What does the Ministry insist on when allocating funds and at what pace do you expect the realization of numerous projects?
When allocating EU funds, we are guided by a balanced regional development.
Instead of two, we formed four regions according to the degree of their development. One of them is the Pannonian Croatia, which includes eight less developed counties. In addition to the five Slavonian counties, there are also Bjelovar-Bilogora, Sisak-Moslavina and Karlovac counties. In terms of development, they are below 45 percent of the EU average and in the next programming period they will be able to provide higher grants to entrepreneurs, up to 50 or 70 percent instead of the current 35 or 45 percent. That is a significant difference. Investments of entrepreneurs from less developed areas will be co-financed with higher aid intensity. For the balanced development of all parts of Croatia, the change of NUTS2 regions is of great importance.
At the end of 2020, we simplified and improved the procedure of the Common National Rules. Many entrepreneurs contact us and we see how this simplification of procedures resonated positively among them.
I would like the procedures to be further simplified, which will facilitate application to various public calls which we will announce soon. When it comes to procedures, it is important that our citizens and users of EU funds know how the Ministry has adopted a new map of regional aid.

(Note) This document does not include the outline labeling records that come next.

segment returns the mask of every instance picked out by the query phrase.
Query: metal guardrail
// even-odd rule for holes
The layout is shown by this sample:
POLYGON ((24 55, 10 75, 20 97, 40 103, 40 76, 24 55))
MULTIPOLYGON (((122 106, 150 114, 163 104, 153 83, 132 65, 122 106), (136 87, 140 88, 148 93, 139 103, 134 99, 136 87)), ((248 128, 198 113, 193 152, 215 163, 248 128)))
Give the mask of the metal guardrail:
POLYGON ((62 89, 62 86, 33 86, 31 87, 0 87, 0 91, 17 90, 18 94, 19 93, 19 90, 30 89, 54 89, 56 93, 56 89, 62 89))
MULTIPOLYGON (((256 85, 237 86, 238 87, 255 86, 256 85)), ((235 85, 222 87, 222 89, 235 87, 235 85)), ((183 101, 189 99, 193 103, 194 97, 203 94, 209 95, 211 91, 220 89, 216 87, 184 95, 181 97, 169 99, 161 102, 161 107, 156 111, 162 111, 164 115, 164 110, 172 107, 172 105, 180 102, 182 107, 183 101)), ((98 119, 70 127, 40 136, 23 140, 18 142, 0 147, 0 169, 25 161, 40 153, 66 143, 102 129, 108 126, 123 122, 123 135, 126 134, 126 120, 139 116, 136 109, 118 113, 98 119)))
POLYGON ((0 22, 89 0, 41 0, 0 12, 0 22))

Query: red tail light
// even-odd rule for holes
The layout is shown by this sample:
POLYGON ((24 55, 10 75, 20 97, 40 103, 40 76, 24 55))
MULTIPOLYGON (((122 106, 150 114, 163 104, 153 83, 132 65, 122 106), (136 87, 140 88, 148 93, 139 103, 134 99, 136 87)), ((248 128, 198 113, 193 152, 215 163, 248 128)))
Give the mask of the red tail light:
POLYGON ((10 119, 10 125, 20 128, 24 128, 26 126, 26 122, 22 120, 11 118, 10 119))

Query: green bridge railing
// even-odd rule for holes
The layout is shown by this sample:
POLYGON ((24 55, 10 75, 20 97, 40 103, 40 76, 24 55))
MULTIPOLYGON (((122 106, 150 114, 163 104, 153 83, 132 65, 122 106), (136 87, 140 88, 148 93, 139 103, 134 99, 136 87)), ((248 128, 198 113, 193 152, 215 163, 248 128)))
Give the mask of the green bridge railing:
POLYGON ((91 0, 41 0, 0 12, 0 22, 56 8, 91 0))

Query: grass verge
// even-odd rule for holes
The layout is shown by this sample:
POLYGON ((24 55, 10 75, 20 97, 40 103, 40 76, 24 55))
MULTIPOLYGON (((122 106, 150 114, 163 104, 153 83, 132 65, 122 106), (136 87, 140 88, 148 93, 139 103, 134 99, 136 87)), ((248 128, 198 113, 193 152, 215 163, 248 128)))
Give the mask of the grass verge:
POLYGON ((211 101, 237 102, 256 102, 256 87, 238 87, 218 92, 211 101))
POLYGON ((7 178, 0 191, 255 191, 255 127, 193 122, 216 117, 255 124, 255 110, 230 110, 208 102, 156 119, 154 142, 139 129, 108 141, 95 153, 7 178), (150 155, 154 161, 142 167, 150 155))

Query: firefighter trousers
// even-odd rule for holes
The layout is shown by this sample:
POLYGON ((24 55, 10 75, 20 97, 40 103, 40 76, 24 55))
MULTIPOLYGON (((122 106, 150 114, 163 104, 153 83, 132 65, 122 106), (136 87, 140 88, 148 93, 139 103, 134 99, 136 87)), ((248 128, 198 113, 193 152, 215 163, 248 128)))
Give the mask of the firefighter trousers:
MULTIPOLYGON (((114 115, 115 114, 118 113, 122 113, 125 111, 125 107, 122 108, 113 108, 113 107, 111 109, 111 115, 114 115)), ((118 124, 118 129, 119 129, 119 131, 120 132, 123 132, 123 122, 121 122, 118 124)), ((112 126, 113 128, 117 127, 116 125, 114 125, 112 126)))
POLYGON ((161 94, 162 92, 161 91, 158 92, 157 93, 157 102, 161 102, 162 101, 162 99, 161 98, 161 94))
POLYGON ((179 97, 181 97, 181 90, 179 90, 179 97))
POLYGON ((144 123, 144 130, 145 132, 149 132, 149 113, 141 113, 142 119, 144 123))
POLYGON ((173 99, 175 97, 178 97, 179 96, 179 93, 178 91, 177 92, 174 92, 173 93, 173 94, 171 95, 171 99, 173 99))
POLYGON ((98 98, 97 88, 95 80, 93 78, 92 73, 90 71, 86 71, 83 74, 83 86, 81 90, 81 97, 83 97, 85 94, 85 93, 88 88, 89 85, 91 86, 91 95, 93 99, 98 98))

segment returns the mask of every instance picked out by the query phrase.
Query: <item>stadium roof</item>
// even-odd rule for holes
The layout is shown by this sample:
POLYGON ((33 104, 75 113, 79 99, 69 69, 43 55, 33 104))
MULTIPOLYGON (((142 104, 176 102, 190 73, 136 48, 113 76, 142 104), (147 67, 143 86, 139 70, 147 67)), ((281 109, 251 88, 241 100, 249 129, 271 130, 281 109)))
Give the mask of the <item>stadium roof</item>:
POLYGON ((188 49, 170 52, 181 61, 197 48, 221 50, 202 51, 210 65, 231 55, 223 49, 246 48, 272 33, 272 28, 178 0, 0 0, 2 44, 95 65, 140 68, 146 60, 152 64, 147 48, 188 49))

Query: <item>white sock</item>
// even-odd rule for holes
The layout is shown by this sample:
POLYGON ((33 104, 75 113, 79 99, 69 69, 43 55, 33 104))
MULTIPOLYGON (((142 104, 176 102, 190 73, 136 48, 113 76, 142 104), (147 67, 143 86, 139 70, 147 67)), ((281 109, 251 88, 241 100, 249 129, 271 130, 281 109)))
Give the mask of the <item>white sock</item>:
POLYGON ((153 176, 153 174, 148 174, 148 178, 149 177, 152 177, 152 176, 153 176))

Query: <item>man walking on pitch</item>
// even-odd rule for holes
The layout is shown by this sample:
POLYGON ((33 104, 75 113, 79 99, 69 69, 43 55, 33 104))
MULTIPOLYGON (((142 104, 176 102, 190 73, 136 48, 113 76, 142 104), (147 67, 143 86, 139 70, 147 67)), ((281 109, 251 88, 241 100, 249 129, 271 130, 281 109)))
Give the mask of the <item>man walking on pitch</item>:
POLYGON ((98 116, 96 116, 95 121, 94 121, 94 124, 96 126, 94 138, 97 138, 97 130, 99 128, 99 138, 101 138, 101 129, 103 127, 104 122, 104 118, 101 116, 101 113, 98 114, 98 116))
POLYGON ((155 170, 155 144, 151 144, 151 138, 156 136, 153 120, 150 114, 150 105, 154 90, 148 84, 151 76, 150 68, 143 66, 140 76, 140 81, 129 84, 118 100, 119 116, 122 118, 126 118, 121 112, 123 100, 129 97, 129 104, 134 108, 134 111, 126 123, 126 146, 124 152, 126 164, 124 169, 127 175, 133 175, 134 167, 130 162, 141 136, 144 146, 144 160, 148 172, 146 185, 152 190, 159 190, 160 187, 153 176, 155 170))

I believe in our entrepreneurs, craftsmen, ministries and all institutions and I am sure that by the end of 2023 we will realize everything we have agreed.
I believe that all the beneficiaries of projects recognize the Ministry of Regional Development and EU Funds as their partner, and in these seven months that I have been at the head of the Ministry, I saw a positive reaction. We are rapidly withdrawing funds and we have positioned Croatia high on the European Union scale, even though we are the youngest member state and are just consuming the first envelope, we are ahead in contracting and I believe that we will continue at this new pace in the next financial period. For the new period, we have more projects than the funds available to us, and therefore I can say that Croatia is ambitious, open, proactive and successful when it comes to European Union funds.
Is there a possibility that the approved funds will not be used? Are there any sanctions for that and what are they?
If the projects are not implemented, the funds cannot be withdrawn from European Union funds, but for this reason we have contracted the available funds, we monitor the implementation process and speed up the procedures in order to be able to use the funds one hundred percent.
According to all current indicators, Croatia can do it!